Union 13
Symptoms of Humanity
Disaster
There's something curiously comforting that sparks within the aural cluster bomb that is Symptoms of Humanity, and it's not just the fiercely plucked acoustic arpeggios that begin this brief-but-boisterous album and shimmer intermittently throughout an otherwise decibel-busting effort. A breathless pace dutifully maintained by the Eastlos straight-edge trio (who blister through the most brutal hardcore found outside an Iraqi insurrection) somehow relaxes your mind despite its guitar grinds and machine-gun drums.
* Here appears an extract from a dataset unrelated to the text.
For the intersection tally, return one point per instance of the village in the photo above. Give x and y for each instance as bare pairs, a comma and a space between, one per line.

Similarly soothing are the shouts of chief guitarist/writer José Mercado, whose howl-a-heartbeat singing style is so ruthless in its rancor that it could, in the wrong hands, be effectively used for PSYOP operations. What makes Symptoms of Humanity so reassuring, notwithstanding the jackhammer-on-eardrums music, are Union 13's usual excellent letters, articulate diatribes assailing oil-inspired wars (the grandiosely apocalyptic “No Borders, No Boundaries”), brain-frying multinationals (“Manipulation, Globalist Deeds” should warrant the group a call from Ashcroft for merely thinking it) and pretty much anything else lulling the masses into suicidal complacency. “All our dreams have disappeared/Because political games control destiny,” Mercado growls on “Todos Nuestros Sueños,” one of three tracks en español on Symptoms of Humanity. “It's time to unite and say, 'No more—we want to live free with justice and peace.'” Such psalm-like prose serves as a vigorous tonal tonic for the maladies plaguing the world today, and Union 13's harsh music provides the best chaser any radical could ever dream.